Most recently, he spent years at the St. John's Bread and Life soup kitchen in Bed-Stuy, and the result is his latest book Ordinary Poverty: A Little Food and Cold Storage. That subtitle— those are the words of a young homeless man describing the life he now lives.
I wish I could convey the sense of compassion and commitment of hope and despair that Bill conveys when he talks about the poor people in all their variety who came to the soup kitchen and about Sister Bernadette, who ran it. There’s nothing romantic about poverty, theirs or anybody else’s.

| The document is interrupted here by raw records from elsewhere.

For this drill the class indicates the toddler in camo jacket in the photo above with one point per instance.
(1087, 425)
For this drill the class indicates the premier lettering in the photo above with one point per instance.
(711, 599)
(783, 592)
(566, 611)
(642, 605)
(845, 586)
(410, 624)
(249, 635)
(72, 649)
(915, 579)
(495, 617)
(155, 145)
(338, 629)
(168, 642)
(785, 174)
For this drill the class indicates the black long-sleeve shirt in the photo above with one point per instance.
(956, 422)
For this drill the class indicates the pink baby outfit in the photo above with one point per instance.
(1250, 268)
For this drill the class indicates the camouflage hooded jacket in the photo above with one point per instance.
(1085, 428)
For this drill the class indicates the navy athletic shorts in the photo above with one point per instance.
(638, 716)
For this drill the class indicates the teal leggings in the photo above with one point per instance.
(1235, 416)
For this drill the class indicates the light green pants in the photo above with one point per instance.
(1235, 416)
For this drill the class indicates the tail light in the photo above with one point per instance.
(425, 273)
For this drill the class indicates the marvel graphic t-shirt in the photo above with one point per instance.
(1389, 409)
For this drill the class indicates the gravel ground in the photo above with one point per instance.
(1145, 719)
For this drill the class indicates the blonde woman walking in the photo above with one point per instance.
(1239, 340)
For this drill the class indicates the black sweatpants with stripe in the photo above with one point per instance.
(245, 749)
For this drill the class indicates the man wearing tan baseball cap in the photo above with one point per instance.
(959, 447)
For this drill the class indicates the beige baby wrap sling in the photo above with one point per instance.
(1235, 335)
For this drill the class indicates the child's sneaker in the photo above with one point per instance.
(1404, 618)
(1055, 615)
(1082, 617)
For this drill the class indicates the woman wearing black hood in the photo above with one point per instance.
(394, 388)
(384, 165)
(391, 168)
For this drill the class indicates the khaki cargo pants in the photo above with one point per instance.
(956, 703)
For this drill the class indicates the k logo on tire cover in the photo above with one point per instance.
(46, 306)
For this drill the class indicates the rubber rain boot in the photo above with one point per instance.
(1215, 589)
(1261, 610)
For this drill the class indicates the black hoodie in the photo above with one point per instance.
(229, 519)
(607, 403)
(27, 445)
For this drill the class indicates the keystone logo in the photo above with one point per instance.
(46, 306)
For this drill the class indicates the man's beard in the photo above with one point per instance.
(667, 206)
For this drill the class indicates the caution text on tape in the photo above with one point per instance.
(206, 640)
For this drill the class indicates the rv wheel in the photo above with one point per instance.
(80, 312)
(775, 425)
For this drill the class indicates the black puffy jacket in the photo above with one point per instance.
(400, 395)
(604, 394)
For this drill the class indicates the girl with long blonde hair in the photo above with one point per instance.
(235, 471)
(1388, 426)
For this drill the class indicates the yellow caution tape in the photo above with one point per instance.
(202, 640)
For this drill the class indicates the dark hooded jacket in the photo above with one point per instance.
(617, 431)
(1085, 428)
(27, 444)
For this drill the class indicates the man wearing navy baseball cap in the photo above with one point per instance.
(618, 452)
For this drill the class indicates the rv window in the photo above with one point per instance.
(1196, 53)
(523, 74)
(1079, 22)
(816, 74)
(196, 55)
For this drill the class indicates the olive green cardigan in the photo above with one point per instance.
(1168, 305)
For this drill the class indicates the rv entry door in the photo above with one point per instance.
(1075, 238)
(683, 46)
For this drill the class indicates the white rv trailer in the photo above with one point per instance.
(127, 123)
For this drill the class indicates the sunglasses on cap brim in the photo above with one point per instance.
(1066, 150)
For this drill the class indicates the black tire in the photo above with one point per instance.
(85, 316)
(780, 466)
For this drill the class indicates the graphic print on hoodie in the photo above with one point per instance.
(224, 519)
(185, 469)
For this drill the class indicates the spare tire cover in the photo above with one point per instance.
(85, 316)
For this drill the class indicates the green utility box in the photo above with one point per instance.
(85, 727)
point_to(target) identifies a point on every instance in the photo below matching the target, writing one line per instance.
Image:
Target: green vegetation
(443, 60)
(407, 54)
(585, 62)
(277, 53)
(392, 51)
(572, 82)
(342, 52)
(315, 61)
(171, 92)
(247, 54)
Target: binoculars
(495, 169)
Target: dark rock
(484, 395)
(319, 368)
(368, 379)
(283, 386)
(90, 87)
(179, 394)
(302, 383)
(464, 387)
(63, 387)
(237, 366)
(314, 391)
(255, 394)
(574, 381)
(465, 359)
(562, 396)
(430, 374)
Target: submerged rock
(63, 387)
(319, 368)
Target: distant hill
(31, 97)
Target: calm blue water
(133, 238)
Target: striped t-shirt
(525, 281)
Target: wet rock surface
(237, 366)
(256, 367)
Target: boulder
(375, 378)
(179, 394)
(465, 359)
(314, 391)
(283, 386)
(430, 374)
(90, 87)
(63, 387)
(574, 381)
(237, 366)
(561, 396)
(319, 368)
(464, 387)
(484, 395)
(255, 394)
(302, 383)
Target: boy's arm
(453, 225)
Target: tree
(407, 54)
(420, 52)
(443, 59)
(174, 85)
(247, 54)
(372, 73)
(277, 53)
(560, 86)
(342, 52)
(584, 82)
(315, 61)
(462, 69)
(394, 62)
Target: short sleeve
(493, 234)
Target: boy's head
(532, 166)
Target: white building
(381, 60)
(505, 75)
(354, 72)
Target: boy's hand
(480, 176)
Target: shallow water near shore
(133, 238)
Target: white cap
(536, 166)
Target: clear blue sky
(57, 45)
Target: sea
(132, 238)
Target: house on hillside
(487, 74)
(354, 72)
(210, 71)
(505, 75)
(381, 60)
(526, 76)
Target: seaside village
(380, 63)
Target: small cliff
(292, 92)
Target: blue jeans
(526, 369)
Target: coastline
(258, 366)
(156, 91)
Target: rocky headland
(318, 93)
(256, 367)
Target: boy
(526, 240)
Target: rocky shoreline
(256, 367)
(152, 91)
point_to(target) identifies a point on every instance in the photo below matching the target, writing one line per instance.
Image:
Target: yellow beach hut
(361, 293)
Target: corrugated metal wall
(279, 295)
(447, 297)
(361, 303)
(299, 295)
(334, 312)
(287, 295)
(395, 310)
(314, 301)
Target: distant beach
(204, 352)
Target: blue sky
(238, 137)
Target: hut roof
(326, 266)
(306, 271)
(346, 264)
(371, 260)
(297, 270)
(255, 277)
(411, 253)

Forty-year-old male of the middle class, with twenty years of experience as a warehouse manager, hasn't worked in a year. “You should see the people that I have to compete with. I'm waiting for a job interview in a moving company. A beautiful operation. They liked me but they said they didn't want to train me. It's not because I'm obese, at least not this time. It’s a computerized operation, and I would have to be trained on the computer. But, I’m sitting waiting for the interview. The other guy waiting to be interviewed is an MBA, also my age, knows how to use the computer but was laid off from Wall Street and a $80,000 a year job. He's competing with me. I told him I just applied for a warehouse job at Bush Terminal. He asks me for the information and if I mind that he’ll apply for the job, too. I have all on-the-job experience but only a two-year college degree. How can I compete for warehouse jobs with MBAs?”
Poverty, Bill kept reminding us, is ordinary. In the United States of America, the richest country in the world (as Bill also kept reminding us), there are at least 37.5 million people living in poverty. That’s the official count, the real number is much higher. What is so surprising and disappointing is how badly our government and society treat them.